Capital Flight and its Determinants: The Case of Ethiopia
This study attempts to estimate the volume of capital flight from Ethiopia and its determinants, focusing on economic, institutional, and political determinants. Capital flight is estimated at $31 billion over the 1991–2012 periods. On average, the country has lost over 1 billion per annum during the EPRDF regime. The empirical evidence suggests that macroeconomic instability, the degree of financial market deepening, exports, interest rate differentials, political instability, corruption, and debt‐creating flows are the most important determinants of capital flight from Ethiopia. The political environment is also found to be crucial.
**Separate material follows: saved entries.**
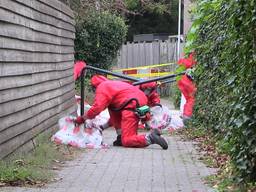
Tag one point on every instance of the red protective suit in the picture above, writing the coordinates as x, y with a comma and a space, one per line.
150, 91
186, 85
112, 95
78, 67
188, 89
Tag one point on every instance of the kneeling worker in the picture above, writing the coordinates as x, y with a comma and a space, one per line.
122, 101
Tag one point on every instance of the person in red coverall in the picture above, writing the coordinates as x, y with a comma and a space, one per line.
150, 90
120, 99
186, 85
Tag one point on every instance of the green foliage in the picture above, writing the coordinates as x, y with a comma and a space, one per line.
98, 38
223, 36
31, 168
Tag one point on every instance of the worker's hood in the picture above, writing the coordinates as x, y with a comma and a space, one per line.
151, 85
97, 79
78, 67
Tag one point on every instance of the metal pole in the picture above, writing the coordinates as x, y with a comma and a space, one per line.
179, 24
82, 92
168, 81
157, 79
111, 73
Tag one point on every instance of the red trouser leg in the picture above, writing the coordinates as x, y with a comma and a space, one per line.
115, 119
188, 89
129, 126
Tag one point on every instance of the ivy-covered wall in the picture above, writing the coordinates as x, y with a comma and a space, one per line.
223, 36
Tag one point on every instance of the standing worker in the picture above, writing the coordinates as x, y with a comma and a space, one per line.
150, 90
122, 101
186, 85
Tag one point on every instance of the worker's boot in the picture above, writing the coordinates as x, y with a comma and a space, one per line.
118, 141
155, 138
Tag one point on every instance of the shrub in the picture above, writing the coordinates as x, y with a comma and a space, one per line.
223, 36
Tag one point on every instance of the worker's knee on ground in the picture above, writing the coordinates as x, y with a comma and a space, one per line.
126, 142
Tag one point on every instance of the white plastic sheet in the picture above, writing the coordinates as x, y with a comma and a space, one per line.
87, 135
77, 136
165, 119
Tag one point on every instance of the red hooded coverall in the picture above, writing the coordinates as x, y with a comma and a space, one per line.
153, 96
113, 94
187, 87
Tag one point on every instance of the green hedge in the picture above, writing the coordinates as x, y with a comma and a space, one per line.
98, 38
223, 35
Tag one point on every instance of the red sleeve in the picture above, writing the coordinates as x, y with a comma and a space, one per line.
154, 99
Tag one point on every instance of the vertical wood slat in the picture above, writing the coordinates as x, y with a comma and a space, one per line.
147, 53
36, 69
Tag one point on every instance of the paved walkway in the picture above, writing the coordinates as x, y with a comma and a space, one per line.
121, 169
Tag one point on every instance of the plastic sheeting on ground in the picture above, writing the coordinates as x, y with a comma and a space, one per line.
87, 135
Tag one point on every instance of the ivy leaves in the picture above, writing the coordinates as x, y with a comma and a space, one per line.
224, 39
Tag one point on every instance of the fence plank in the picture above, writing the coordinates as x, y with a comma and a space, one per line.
47, 10
22, 33
13, 18
30, 46
31, 79
24, 56
26, 11
147, 53
17, 69
9, 95
48, 122
35, 109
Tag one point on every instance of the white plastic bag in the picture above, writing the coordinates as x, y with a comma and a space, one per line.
162, 118
77, 136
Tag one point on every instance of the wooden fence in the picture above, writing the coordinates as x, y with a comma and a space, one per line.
147, 53
150, 53
36, 70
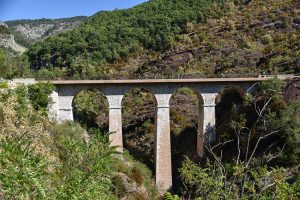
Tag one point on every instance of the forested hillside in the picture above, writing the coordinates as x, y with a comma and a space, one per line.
26, 32
189, 38
111, 37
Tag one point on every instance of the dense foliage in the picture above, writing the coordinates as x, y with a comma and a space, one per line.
111, 36
43, 160
26, 40
259, 160
13, 65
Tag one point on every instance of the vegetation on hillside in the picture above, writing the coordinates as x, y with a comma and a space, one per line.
45, 160
26, 40
108, 37
13, 65
258, 160
180, 39
260, 37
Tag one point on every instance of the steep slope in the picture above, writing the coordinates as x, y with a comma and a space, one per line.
27, 32
111, 37
263, 36
176, 39
7, 39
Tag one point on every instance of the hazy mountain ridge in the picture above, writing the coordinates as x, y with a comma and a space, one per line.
7, 39
27, 32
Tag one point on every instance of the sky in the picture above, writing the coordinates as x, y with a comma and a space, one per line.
36, 9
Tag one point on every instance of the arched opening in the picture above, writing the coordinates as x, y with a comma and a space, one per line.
138, 116
186, 115
228, 103
90, 109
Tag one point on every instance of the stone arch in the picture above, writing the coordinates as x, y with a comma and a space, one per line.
90, 108
225, 101
138, 123
185, 109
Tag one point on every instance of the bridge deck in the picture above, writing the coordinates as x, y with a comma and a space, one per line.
143, 81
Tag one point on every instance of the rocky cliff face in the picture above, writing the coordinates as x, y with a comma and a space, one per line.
30, 31
7, 40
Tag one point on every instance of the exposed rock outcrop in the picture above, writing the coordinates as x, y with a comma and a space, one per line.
30, 31
7, 40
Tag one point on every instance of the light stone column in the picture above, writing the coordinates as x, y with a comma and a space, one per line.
207, 122
115, 121
65, 108
53, 107
163, 163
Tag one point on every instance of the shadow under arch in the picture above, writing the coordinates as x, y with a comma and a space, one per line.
90, 109
228, 101
138, 125
186, 118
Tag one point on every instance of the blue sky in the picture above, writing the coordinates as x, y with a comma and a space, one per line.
35, 9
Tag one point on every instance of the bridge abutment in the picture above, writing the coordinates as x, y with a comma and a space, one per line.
115, 121
163, 163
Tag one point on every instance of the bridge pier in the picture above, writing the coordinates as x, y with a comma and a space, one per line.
207, 122
115, 121
163, 163
65, 108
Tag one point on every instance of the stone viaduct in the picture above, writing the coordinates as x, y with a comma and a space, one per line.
162, 89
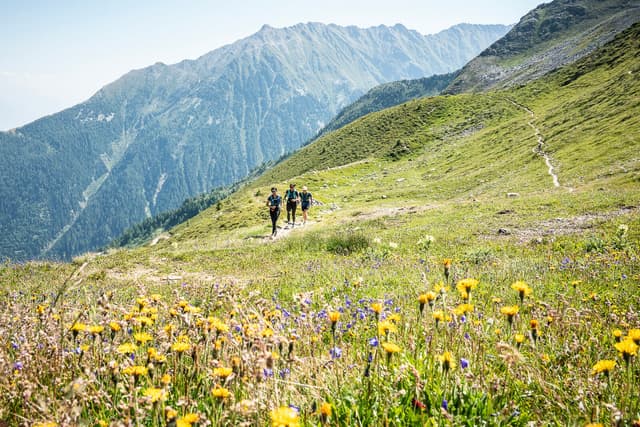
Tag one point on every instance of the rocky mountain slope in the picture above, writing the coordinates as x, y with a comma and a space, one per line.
74, 180
550, 36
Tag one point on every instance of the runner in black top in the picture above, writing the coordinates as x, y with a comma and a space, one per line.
306, 200
273, 202
291, 196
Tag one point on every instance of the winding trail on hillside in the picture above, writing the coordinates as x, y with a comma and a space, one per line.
539, 149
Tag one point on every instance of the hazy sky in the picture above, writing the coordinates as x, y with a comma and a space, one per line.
56, 53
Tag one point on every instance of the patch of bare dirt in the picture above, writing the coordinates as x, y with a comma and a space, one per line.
566, 226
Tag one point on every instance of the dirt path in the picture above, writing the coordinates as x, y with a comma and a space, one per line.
539, 149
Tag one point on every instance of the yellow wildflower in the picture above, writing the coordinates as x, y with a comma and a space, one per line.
627, 348
466, 285
180, 346
325, 409
285, 417
142, 337
395, 318
634, 334
510, 311
391, 347
222, 372
522, 288
165, 379
155, 394
603, 366
334, 316
135, 370
127, 348
385, 326
220, 392
447, 360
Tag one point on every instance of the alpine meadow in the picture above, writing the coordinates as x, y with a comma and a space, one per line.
470, 259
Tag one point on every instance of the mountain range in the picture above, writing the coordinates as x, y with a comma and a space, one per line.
74, 180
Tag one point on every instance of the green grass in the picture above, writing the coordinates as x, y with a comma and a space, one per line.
446, 183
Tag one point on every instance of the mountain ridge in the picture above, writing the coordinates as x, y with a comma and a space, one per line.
550, 36
158, 135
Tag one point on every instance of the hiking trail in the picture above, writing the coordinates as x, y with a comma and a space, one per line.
539, 149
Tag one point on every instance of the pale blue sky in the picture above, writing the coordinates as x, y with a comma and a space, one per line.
56, 53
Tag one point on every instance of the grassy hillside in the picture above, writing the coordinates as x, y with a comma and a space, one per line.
389, 95
418, 202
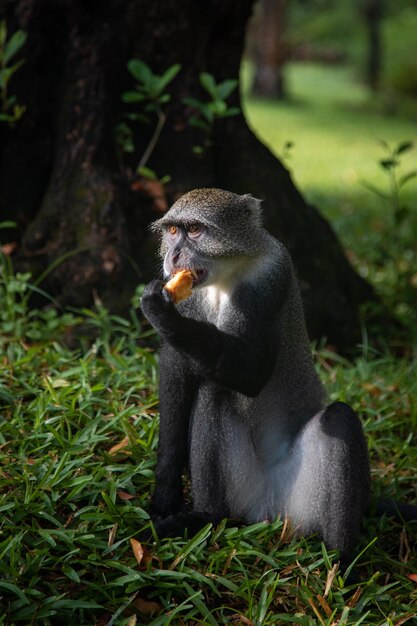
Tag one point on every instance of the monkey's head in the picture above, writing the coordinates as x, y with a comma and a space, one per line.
209, 231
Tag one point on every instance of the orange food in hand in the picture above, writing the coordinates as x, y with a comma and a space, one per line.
179, 287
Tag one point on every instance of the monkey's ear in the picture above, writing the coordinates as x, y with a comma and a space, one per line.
254, 206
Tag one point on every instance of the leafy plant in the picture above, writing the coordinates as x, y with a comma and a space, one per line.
215, 108
391, 164
149, 92
10, 111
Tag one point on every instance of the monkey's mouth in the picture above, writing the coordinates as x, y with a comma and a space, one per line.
199, 274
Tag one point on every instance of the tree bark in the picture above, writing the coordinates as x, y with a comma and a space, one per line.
60, 178
270, 50
373, 13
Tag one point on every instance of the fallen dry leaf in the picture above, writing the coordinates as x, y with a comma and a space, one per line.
119, 446
137, 549
8, 248
147, 607
123, 495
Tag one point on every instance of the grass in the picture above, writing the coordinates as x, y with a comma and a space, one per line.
78, 437
336, 128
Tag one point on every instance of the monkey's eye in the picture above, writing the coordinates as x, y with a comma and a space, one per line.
193, 230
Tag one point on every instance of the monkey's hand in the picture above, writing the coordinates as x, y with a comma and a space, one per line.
157, 305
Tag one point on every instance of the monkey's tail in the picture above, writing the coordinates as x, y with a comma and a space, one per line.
399, 510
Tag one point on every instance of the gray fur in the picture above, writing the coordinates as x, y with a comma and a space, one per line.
261, 440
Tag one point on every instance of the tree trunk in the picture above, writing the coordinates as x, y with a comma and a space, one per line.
269, 50
373, 12
78, 212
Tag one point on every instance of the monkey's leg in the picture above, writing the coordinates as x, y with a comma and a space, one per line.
177, 390
331, 490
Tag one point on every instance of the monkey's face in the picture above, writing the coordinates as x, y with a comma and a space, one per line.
194, 246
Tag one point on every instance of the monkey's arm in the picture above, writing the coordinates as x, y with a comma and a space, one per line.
176, 388
242, 361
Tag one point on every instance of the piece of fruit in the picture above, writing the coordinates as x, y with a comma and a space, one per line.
180, 286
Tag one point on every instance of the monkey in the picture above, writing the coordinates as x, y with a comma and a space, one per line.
242, 408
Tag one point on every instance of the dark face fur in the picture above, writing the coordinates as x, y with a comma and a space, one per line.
206, 227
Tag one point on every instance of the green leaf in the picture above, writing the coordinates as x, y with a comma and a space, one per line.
225, 88
133, 96
14, 589
146, 172
403, 147
141, 72
197, 122
5, 75
207, 81
193, 102
375, 190
388, 164
218, 108
12, 47
3, 33
404, 179
231, 111
164, 98
71, 573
Generally, capital flight was high before violent regime changes and low in the subsequent periods, when regimes were in the process of establishing a firmer grip on power; after this point, however, capital flight began to rise significantly again. The historical analysis points to potential causality running from political factors to capital flight.
https://onlinelibrary.wiley.com/doi/ful ... 8268.12180
The average annual outflow was $2.6 billion during 2004 and 2013. This is a sizeable sum of money by any standard. For instance, according to estimates reported by the World Bank, the amount of official development assistant (ODA) Ethiopia received in 2010 was $4 billion but total amount of IFFs during that year was $5.6 billion.
This means in 2010 alone Ethiopia’s IFFs exceeded the ODA it received that year by $1.6 billion. In other words, Ethiopia’s IFFs amounted to diverting the entire aid money of 2010 to foreign banks and then still transfer abroad an additional sum of money.
During the entire period (2004 to 2013) the total amount of money that Ethiopia lost due to IFF was $26 billion. This amounts to stealing nearly $300 per citizen. Alternatively, the size of stolen money was about 11 times the total the amount of emergency aid being sought from donors in the current year to buy cereals from abroad and feed the drought victims.
https://addisstandard.com/rush-for-the- ... elerating/
An upcoming report by Global Financial Integrity finds that Ethiopia, which has a per-capita GDP of just US$365,lost US$11.7 billion to illicit financial outflows between 2000 and 2009. More worrying is that the study shows Ethiopia’s losses due to illicit capital flows are on the rise. In 2009, illicit money leaving the economy totaled US$3.26 billion, which is double the amount in each of the two previous years.